WhatsApp sperrt plötzlich Konten: Das steckt dahinter
Inhalt
- WhatsApp-Konto plötzlich gesperrt: Das steckt hinter der Überprüfung
- WhatsApp-Sperre sorgt für Kritik unter den Nutzern
- WhatsApp-Störung verschärfte die Probleme zusätzlich
Für zahlreiche WhatsApp-Nutzer begann der 3. August mit einem bösen Erwachen. Ohne Vorwarnung verloren viele Menschen plötzlich den Zugriff auf ihr WhatsApp-Konto. Statt ihrer gewohnten Chats erschien lediglich die Meldung „Account in Review“. Nachrichten schreiben oder Anrufe tätigen war von einem Moment auf den anderen nicht mehr möglich. Vor allem für jene, die den Messenger auch beruflich nutzen, sorgte das für großen Ärger.
WhatsApp-Konto plötzlich gesperrt: Das steckt hinter der Überprüfung
Wie das US-Technologieportal TechCrunch berichtet, überprüfte WhatsApp zahlreiche Konten automatisch auf mögliche Verstöße gegen die Nutzungsbedingungen. Betroffene erhielten den Hinweis, dass ihre Kontoaktivität und Geräteinformationen kontrolliert würden. Die Überprüfung sollte in der Regel innerhalb von 24 Stunden abgeschlossen sein.
Inzwischen meldete sich auch Meta zu Wort.
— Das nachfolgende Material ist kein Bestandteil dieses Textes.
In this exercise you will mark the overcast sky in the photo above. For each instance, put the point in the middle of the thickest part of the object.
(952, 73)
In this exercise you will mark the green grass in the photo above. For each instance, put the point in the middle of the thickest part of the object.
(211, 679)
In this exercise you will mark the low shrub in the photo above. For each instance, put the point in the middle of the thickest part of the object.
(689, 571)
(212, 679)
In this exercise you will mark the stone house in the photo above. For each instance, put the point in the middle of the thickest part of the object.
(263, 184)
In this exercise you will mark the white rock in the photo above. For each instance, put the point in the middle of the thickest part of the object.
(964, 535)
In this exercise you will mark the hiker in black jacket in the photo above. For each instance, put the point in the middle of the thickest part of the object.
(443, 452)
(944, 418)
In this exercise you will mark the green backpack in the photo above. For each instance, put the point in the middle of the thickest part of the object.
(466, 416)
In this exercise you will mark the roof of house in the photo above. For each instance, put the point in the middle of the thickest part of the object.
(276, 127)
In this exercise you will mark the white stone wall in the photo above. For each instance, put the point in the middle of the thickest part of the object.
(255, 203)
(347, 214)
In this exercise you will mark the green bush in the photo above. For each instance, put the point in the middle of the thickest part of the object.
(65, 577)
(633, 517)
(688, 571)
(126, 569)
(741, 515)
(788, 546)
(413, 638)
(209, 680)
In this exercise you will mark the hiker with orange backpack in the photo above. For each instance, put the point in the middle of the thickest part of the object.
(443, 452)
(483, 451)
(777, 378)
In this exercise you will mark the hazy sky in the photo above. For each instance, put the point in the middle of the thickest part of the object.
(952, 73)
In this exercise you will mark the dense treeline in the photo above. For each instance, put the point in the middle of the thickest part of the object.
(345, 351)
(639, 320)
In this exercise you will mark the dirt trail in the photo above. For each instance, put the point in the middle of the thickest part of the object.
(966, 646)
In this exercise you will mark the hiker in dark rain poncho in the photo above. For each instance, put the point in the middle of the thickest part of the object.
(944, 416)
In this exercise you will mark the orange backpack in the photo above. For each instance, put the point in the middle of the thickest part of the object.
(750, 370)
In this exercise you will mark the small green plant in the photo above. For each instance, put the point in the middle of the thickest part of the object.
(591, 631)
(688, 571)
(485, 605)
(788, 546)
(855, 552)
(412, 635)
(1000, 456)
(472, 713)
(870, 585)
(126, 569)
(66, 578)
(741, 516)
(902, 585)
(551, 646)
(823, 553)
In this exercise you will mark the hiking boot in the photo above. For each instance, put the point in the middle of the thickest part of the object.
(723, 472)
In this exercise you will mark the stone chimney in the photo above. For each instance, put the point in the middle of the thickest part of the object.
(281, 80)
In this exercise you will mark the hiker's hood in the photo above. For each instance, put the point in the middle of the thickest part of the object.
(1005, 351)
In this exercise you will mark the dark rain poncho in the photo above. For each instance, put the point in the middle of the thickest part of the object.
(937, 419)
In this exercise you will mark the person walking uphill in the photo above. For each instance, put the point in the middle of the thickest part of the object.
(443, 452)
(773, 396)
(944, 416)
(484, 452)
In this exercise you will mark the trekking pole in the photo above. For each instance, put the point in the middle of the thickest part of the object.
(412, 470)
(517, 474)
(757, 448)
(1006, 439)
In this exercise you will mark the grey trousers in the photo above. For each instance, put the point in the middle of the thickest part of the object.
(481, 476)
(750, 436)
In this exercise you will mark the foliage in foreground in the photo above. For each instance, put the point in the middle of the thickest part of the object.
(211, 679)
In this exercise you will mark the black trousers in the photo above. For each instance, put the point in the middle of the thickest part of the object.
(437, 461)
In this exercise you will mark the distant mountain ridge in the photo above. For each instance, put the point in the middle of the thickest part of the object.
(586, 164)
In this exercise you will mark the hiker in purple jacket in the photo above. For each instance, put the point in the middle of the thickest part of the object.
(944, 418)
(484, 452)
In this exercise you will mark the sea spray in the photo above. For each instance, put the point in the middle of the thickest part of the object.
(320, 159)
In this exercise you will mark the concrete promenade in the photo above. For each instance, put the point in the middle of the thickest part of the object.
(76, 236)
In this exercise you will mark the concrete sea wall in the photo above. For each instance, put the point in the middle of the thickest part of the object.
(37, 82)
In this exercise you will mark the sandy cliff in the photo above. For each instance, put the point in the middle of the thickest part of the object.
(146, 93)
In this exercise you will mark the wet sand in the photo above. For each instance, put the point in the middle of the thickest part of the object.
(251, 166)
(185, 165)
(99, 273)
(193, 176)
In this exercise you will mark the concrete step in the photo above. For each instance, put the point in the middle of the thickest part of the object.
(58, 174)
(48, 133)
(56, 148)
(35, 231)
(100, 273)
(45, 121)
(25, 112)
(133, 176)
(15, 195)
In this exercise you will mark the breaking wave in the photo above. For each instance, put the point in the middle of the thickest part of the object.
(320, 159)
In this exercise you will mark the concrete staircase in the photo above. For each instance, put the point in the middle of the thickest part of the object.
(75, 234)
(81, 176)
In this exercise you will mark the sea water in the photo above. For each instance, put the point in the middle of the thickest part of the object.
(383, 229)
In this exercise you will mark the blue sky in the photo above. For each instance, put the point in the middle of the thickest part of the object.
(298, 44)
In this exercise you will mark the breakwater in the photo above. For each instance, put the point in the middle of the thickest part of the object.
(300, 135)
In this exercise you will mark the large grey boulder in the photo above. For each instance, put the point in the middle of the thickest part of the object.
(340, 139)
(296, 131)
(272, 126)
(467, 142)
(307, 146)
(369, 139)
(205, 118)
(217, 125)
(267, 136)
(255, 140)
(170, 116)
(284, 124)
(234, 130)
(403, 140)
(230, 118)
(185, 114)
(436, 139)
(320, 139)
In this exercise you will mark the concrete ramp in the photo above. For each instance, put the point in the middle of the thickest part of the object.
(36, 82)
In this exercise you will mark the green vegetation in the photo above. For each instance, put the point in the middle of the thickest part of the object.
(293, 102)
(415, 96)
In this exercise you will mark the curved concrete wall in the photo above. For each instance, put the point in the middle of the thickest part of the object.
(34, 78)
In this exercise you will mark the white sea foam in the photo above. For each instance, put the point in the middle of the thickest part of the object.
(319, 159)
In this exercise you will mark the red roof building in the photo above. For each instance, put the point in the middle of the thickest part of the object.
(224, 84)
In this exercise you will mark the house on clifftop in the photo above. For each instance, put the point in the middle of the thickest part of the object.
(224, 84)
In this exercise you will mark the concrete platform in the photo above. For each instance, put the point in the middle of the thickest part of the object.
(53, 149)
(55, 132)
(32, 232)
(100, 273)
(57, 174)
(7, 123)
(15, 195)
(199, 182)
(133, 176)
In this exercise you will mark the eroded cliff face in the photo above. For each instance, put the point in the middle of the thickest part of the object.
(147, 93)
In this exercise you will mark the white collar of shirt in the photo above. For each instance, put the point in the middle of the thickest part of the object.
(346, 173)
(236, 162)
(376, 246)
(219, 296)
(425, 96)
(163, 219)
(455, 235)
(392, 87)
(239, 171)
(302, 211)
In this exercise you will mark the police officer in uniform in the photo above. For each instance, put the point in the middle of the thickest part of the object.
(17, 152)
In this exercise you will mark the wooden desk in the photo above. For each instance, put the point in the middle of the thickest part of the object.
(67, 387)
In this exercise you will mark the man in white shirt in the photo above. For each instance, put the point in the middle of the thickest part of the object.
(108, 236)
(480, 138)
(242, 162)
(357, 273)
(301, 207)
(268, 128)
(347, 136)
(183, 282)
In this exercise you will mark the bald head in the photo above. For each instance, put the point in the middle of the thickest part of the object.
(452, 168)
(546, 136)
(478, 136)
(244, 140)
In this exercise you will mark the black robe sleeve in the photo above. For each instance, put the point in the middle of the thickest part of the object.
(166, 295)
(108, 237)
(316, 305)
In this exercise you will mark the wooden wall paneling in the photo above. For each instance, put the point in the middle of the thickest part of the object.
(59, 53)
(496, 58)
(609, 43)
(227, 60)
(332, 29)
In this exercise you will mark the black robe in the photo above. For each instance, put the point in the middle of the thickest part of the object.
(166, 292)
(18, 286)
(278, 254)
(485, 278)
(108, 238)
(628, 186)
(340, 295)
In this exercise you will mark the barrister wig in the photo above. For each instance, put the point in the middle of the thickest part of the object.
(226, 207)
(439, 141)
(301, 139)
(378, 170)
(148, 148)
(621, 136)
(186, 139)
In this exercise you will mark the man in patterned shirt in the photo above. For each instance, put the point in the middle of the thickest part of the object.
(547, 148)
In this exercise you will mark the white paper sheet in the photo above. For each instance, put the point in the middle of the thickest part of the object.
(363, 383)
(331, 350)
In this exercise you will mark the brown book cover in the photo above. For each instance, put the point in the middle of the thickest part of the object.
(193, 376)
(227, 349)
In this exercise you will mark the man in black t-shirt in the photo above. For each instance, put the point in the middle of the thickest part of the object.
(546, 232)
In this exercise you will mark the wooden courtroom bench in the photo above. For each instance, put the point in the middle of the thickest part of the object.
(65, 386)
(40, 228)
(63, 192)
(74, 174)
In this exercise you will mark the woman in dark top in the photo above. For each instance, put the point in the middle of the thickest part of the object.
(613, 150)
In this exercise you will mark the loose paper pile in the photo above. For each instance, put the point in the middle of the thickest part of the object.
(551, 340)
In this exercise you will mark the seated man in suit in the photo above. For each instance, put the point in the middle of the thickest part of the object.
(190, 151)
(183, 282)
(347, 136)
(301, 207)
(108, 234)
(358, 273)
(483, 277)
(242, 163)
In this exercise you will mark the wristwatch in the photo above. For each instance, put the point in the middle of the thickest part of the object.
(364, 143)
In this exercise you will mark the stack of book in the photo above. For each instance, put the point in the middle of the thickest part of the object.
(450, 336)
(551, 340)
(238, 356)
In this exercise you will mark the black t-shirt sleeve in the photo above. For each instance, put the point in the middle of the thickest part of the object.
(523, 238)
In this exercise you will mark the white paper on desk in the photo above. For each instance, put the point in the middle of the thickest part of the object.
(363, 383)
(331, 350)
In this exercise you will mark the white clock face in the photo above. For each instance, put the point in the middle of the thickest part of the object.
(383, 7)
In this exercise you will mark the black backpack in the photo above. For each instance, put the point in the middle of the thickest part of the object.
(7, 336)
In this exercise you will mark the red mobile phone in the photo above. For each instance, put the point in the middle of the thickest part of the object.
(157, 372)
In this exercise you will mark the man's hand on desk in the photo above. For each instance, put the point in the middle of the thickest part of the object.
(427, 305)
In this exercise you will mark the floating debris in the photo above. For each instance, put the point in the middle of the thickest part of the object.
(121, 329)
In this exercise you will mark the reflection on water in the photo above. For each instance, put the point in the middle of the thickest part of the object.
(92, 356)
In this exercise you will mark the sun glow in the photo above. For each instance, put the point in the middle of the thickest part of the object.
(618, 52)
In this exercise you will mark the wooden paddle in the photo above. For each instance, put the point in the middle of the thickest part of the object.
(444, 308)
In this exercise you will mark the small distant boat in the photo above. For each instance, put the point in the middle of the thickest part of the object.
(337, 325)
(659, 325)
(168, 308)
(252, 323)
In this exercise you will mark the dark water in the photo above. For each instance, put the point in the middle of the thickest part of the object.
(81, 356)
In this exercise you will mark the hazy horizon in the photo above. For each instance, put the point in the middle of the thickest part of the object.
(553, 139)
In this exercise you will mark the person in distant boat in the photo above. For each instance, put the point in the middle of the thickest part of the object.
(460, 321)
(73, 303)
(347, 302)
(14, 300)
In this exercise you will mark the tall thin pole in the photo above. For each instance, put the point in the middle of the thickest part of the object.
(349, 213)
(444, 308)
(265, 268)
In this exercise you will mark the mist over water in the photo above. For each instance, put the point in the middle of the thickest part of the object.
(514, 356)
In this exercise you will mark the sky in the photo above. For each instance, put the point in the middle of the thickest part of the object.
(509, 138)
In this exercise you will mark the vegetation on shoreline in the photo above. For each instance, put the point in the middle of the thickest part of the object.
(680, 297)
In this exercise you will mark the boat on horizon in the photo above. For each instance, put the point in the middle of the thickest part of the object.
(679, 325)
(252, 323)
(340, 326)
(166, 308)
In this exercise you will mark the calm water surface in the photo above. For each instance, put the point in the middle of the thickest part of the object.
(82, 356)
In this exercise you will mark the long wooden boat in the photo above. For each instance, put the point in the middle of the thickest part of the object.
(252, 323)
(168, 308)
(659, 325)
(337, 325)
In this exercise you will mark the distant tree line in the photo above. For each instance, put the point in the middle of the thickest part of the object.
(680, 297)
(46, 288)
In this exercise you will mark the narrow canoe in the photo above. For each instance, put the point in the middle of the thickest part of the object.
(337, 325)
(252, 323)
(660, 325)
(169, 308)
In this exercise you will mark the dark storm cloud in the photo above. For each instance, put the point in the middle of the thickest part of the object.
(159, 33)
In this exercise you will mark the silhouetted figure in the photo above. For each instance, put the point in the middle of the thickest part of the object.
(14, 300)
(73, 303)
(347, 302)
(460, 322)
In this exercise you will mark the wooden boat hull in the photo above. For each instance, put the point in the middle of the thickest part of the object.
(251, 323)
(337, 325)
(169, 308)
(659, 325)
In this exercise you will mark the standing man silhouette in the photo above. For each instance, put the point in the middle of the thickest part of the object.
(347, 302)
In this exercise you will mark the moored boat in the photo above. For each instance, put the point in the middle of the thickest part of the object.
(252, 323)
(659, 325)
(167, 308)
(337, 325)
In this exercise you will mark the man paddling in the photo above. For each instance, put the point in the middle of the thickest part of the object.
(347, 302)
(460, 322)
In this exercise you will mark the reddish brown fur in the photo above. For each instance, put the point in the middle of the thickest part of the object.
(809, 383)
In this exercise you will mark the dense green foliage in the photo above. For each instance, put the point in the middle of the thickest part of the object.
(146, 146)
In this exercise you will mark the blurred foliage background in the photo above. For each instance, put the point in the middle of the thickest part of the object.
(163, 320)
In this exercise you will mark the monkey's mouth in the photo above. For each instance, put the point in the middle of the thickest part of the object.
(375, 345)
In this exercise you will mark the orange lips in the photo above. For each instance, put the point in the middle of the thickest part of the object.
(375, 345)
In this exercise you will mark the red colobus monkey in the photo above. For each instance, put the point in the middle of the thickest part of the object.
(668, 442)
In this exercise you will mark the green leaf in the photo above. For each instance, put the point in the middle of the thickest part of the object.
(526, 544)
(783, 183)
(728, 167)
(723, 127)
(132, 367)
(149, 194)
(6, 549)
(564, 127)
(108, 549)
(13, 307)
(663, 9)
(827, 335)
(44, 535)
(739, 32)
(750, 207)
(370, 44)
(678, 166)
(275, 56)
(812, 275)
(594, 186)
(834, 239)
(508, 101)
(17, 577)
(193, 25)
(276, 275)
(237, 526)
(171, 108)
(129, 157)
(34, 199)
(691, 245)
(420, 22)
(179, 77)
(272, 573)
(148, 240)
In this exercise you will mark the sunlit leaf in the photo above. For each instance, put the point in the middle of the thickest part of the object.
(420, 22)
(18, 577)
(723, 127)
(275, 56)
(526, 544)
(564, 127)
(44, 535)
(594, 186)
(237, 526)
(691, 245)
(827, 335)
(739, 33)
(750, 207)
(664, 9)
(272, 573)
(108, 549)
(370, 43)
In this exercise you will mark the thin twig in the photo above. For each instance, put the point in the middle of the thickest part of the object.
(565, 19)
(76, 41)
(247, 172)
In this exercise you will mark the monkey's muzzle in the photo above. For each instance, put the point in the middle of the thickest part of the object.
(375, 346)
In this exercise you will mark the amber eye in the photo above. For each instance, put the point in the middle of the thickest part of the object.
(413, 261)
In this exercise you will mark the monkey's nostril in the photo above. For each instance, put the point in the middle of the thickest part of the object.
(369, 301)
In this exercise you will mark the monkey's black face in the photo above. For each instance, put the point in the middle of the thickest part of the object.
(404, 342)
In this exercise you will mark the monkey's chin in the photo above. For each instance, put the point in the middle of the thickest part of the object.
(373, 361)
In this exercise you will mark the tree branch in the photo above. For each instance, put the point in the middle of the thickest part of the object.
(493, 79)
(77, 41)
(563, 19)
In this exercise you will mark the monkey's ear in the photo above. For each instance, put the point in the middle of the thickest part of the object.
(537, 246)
Das Unternehmen erklärte, dass WhatsApp regelmäßig automatisierte Prüfungen durchführt, um Missbrauch auf der Plattform zu erkennen und andere Nutzer zu schützen. Gleichzeitig räumte der Konzern ein, dass es dabei auch Fehlentscheidungen geben könne. In solchen Fällen werde versucht, den Zugang zum WhatsApp-Konto so schnell wie möglich wiederherzustellen.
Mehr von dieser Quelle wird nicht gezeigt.